No feofó, vocês todos. Tomar no olho. Vão encher o saco de outro. Agora vão dizer que eu não posso? Trabalhar com o meu ofício?
Vivo nesse puta sacrifício, sem dinheiro para o bar. Na pendura, no sufoco. Tirem-me a oficina, o que faço? Tem hora que tenho de agüentar cada sapo escroto.
Vem dona de casa mostrar romance. Estudante querendo ser Dante. Poeta psicodélico. Jornalista analfabeto. Ganho meu dinheiro honesto, fiquem sabendo. Honesto.
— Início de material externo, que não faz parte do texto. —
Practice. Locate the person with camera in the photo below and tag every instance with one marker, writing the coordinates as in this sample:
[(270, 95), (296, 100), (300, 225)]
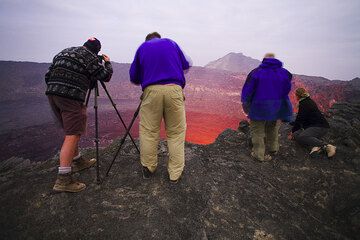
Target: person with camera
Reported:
[(265, 99), (159, 66), (71, 74), (310, 126)]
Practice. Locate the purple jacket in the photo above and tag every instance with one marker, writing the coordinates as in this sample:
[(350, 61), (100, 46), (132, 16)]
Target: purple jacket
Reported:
[(158, 61), (265, 92)]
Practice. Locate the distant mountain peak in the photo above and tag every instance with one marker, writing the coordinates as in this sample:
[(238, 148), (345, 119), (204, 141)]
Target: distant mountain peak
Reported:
[(234, 62)]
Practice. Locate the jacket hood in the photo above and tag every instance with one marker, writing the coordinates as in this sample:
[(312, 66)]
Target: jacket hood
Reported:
[(271, 63)]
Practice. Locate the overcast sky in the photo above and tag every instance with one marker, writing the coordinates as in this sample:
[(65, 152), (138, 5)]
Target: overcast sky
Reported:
[(312, 37)]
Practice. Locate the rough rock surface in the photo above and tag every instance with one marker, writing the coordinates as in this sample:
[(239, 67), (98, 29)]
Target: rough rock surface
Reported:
[(224, 194)]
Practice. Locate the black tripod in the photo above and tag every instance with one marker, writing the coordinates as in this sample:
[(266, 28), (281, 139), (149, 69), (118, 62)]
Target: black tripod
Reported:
[(125, 135), (96, 140)]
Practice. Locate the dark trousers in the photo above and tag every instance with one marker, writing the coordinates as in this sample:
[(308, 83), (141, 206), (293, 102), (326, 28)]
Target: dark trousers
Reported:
[(310, 137)]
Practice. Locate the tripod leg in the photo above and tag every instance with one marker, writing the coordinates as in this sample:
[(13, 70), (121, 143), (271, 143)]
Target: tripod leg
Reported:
[(87, 97), (97, 134), (122, 121), (123, 139)]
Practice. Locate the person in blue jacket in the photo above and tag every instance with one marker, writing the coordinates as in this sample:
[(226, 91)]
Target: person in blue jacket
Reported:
[(266, 102), (159, 66)]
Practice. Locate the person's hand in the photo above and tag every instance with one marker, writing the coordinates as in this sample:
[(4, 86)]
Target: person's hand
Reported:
[(290, 136), (106, 58)]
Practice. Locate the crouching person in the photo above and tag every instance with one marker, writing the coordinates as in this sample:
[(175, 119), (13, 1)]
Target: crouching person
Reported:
[(310, 125), (68, 80), (159, 66)]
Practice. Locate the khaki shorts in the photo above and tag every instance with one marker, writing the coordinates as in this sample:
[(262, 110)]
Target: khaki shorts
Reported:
[(71, 114)]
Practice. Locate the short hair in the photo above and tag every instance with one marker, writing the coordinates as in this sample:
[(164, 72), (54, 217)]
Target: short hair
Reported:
[(152, 35), (269, 55), (301, 93)]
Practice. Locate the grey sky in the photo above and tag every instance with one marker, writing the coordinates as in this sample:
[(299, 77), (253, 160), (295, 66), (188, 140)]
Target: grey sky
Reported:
[(319, 38)]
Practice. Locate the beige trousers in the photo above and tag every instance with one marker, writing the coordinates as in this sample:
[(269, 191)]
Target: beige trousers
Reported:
[(163, 101), (261, 130)]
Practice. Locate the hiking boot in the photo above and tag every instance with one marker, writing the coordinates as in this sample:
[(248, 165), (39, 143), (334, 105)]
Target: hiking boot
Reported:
[(330, 150), (81, 164), (267, 157), (175, 181), (273, 153), (146, 173), (65, 183), (315, 151)]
Ensinando o que eu sei. E o que eu não sei também. Por exemplo: enxugar os advérbios. Xô, adjetivos. Não me conformo. Por que tanta gente ainda começa um livro com frases do tipo: “Numa bela manhã de setembro”?
Porra!
Isso quando não escolhem novembro, dezembro. E o calendário todo, as estações do ano. Apelam para as “entranhas”, gostam de palavras cafonas, rimas estranhas. Metem crepúsculo em tudo que é lugar-comum. Vou derrubando um por um. A saber: “a chuva cai lá fora”. Qual chuva que não cai, ora bolas? E lá fora, então, é onde ela deve pingar, enxurrar. Não aqui dentro. Se chover aqui dentro, se levar meu sofá, se estragar meu apartamento, aí, sim, explico: a chuva pode dar um conto. Uma crônica. Um poema.
Querem saber de mim a diferença. O que é poesia? E prosa? Quais os tipos de narrativa? Quais escolas? O que eu acho sinceramente do Rosa? E do Ulisses? Leu, não leu? Professor, como usar, ponderadamente, um palavrão?
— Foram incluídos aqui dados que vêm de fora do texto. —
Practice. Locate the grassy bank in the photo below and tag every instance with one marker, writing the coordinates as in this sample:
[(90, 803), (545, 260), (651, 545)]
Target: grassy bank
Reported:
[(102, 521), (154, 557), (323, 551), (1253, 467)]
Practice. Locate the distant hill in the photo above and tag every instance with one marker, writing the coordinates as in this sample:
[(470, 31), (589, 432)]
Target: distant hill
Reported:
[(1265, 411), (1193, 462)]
Minha vontade é responder: porra, caralho, buceta cabeluda! Mas fico calado. São os ossos do ofídio. Aliás: do ofício. É a minha luta. Por isso é que me pagam. Faço cara de mestre e todo mês, todo semestre, é essa grana que me salva. Podem escrever aí, no jornal: É ESSA GRANA QUE ME SALVA. Se eu fosse depender de direito autoral, prêmio, estava fodido, morria na merda. Mesmo com tantos livros publicados, ora essa. Luto para não feder no esquecimento.
Lembro da história do João Antônio, não lembram? Encontrado morto depois de duas semanas. Largado às moscas. Isso porque bateram na porta e arrombaram. Avisados pelo vento da carniça. Na posteridade, esse não entra.
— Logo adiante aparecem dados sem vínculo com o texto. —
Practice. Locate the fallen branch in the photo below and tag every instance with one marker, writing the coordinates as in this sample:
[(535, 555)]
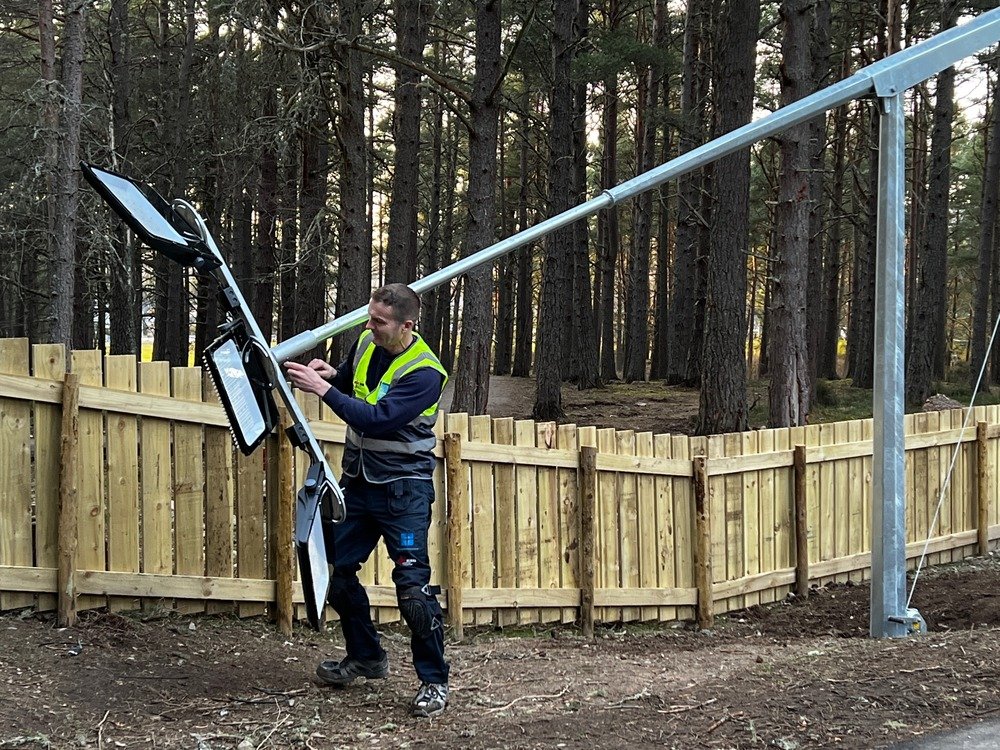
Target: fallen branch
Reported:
[(560, 694)]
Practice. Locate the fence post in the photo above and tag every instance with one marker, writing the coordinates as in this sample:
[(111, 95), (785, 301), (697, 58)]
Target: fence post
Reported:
[(703, 545), (801, 523), (284, 524), (457, 515), (69, 457), (587, 502), (982, 489)]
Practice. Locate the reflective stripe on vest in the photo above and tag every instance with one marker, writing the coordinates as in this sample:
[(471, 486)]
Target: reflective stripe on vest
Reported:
[(407, 452)]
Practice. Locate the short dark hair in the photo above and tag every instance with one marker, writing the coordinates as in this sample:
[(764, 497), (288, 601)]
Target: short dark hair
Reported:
[(404, 301)]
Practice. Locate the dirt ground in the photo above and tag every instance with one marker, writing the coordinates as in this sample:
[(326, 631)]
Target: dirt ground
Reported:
[(796, 674), (643, 407)]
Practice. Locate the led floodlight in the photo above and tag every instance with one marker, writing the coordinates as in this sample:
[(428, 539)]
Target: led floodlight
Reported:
[(151, 217), (240, 376)]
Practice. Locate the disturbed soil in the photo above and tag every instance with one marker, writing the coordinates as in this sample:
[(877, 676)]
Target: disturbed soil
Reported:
[(795, 674)]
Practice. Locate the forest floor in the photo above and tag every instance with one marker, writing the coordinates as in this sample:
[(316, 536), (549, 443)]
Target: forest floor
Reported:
[(790, 675)]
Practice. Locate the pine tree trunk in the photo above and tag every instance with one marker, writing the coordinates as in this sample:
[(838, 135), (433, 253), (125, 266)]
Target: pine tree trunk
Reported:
[(355, 258), (981, 320), (788, 356), (928, 333), (681, 325), (67, 173), (411, 22), (472, 378), (556, 281), (723, 401)]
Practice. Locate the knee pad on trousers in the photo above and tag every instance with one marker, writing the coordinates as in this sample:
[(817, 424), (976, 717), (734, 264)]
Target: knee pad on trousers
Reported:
[(420, 609)]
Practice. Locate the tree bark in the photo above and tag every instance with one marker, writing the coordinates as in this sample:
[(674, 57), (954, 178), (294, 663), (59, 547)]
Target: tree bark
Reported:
[(723, 402), (472, 379), (411, 21), (68, 173), (981, 318), (556, 283), (788, 356), (928, 334)]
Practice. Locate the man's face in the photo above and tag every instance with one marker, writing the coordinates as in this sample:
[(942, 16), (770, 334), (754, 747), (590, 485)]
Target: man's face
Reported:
[(387, 332)]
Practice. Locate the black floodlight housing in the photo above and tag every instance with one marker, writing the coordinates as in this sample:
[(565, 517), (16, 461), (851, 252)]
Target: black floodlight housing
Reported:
[(149, 215), (242, 378)]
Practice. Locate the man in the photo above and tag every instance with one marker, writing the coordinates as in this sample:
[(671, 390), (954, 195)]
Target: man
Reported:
[(387, 391)]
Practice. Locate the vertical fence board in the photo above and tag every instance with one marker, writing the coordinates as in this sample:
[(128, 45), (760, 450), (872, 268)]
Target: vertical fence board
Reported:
[(48, 362), (189, 485), (484, 563), (648, 526), (829, 502), (786, 439), (569, 520), (816, 505), (15, 473), (92, 552), (527, 519), (856, 491), (548, 521), (682, 447), (765, 504), (459, 424), (663, 510), (607, 527), (628, 522), (735, 522), (505, 492), (751, 516), (123, 477), (842, 520), (157, 475), (219, 502)]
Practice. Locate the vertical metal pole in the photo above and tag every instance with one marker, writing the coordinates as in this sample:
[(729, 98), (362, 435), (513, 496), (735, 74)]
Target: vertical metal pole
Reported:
[(888, 598)]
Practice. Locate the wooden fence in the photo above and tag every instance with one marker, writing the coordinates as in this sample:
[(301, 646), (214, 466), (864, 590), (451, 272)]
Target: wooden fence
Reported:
[(534, 523)]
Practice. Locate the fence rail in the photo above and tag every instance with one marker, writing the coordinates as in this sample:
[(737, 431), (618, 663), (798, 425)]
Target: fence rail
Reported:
[(138, 499)]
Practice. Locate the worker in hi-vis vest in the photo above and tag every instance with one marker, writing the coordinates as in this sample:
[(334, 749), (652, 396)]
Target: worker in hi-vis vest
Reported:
[(387, 391)]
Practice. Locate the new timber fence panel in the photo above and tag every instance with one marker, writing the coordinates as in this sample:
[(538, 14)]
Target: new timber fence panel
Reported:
[(91, 552), (15, 473), (549, 568), (251, 524), (567, 439), (664, 548), (857, 487), (607, 557), (163, 455), (157, 475), (628, 522), (526, 477), (48, 364), (682, 490), (460, 424), (219, 501), (189, 485), (648, 528), (483, 509), (122, 435), (752, 543), (505, 493)]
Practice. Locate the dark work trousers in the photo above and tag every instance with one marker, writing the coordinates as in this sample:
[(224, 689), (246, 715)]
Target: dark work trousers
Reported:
[(400, 513)]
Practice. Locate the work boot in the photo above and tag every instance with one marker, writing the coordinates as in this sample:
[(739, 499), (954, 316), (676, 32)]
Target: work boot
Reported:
[(430, 699), (346, 671)]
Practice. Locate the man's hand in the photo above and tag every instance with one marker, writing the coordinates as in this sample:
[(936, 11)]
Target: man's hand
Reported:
[(310, 378)]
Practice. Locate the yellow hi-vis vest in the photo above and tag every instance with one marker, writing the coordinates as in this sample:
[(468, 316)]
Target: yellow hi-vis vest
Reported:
[(405, 453)]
Aí vêm e me perguntam: quem fica e quem não fica? O senhor acha mesmo que a sua oficina melhora a escrita? Levanta uma obra? Repito: levanta uma grana.
Agora deram para torrar o meu juízo. Abrir sindicância. Eu não estaria pior na ABL, tomando chá de canela? Pelo menos aqui estou trabalhando. Estou sendo útil. Estou colocando a roda para rodar. Quem sabe revelar outros talentos?
Pelo menos na oficina eu faço novos amigos. Muitos aliados. Todos comparecem aos meus lançamentos. Fazem fila para me pedir a bênção. Tem gente que me telefona todo tempo. Quer ler uma frase, discutir um personagem. Eu ouço, eu tenho calma. Eu preciso deles. Eu até aviso: olha, eu moro sozinho. EU MORO SOZINHO. Se eu demorar a responder, se eu não atender, se eu não aparecer, chamem a polícia. Chamem o bombeiro.
O que tem de escritor que morre em queda de banheiro!